Pat Schloss mentioned PyroNoise in the “Announcements” section, and I thought I would start a thread here.

The reference is: Quince et al. Nature Methods 6, 639–641 (1 September 2009) | doi:10.1038/nmeth.1361

This software purports to ‘denoise’ pyrosequencing data, and implies that much of the microbial diversity uncovered by second-generation sequencing is due to errors (mis-read bases, PCR errors, etc). I have been working with this program and my own 454 dataset, and have some big uncertainties about exactly what it is doing, and whether that is biologically appropriate.

Has anyone else been experimenting with this new program?

Some of the steps require MPI (message passing interface). My institution first told me that I would need to get on one of our supercomputers in order to get this capability, but it did end up working on my MacBook Pro, with a few modifications (reported here:

Thanks for starting this thread!

I don’t claim to be an expert, but I’d be interested in hearing more about your concerns. My initial thought is that this is actually more of a technical and not a biological problem. Let me explain. PyroNoise is basically a signal processing software that takes ambiguous flow data and fits a model to the data to make it less ambiguous. I guess the biological issues come in when what is perceived as noise isn’t really noise, but biology. Ultimately, tools like this and others that are sure to follow are going to be tested against mock communities that are sequenced ad naseum. There the risk seems to be over-training the methods and then removing real variation when analyzing real data. Like you, I’d be very interested in hearing what others think.


It is a little subtle, but from what I’ve read, it seems that the Pyronoise algorithm would mainly targets homopolymers and indels, instead of polymorphisms (miss-called bases). Calling homopolymers and indels are where pyrosequencing has the most trouble, right?.

Pyronoise seems to be one of the more promising data pre-filtering programs out there after trying to use CD-HIT and Replicates, but there is a pragmatic issue. After reading the instructions for larger datasets, it doesn’t seem like the program is optimized for the typical large sizes of pyrosequencing datasets. This is from the Pyronoise website (

"PCluster can currently handle a maximum of 10,000 flowgrams. Larger data sets have potential numerical error overflow problems and exhaust typically available memory (~8GB). To deal with larger data sets two not exclusive strategies can be employed. The first is an initial clustering of flowgrams based on sequence…

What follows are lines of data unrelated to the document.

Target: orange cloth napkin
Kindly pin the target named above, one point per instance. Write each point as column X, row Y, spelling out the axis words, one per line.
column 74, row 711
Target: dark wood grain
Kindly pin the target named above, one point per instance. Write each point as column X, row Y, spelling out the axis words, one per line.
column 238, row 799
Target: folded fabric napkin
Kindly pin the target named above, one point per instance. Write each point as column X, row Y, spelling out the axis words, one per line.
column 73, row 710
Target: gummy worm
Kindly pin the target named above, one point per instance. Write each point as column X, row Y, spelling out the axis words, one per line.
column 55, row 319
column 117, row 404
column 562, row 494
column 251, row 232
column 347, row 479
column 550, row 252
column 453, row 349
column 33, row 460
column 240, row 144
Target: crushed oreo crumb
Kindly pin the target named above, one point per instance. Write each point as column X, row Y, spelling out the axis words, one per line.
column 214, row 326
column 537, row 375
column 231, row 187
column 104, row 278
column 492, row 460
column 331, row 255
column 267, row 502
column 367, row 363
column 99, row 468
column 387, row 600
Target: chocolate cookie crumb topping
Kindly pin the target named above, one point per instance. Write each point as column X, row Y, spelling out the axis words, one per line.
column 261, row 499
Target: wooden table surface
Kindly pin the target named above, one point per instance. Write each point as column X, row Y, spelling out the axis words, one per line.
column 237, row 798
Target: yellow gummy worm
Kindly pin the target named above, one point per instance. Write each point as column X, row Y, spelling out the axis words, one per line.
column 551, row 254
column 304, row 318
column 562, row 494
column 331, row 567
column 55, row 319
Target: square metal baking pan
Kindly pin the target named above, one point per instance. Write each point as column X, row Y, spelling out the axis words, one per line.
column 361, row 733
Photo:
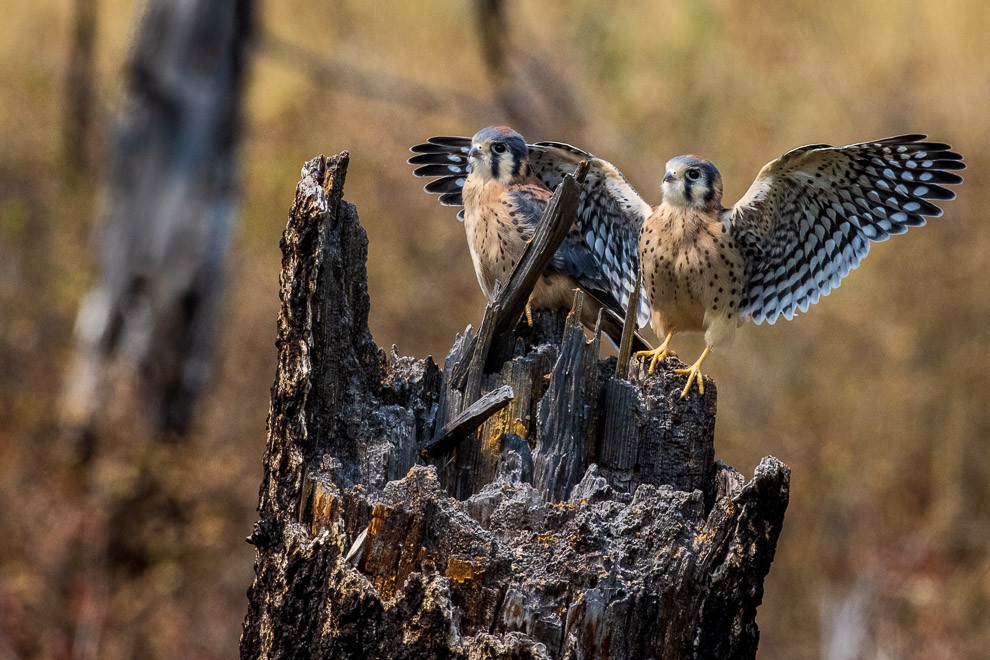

There are some pretty intense pre-steps in using Pyronoise for large datasets, and I’m wondering if they will cause the program to loose some sensitivity and effectiveness. What are the chances of making this more “large-dataset” friendly? Are you thinking about incorporating this into Mothur?

I wonder how much the sample size impacts what PyroNoise does, since the algorithm seems to take the initially present variation into account. If you look at the actual output, you will see that PyroNoise does ‘correct’ quite a few single nucleotide polymorphisms, even in regions without homopolymeric runs. I understand less about how the algorithm identifies these PCR errors than how it detects errors in homopolymers. It seems to be basically removing the rarest variants… in which case, is the result any different than simply using a broader OTU definition? How does the error rate implied by PyroNoise compare to published error rate estimates for the platform? How does ‘de-noising’ occur across variable vs. conserved sites?

I am exploring some of these questions at the moment.

A couple of major limitations that I see in the program are that all of the accession numbers are changed in the output, making it difficult to compare processing with other programs. The criteria for screening out low-quality sequences are not clearly laid out or adjustable by the user. For example, if I do initial processing and quality control in mothur, then select the resulting accession numbers from my original data and run those through PyroNoise, additional sequences will be dropped. The only adjustable quality settings for PyroNoise seem to be matching to the forward primer and a minimum sequence length - since I’ve already used these criteria in mothur, I’m not sure on what basis additional sequences are filtered out. On the other hand, there are a couple of adjustable parameters (sigma, c), but little guidance on how to set these parameter values. You can make the algorithm output change quite a bit, but the paper only states that the default parameter values “gave good results” with their dataset.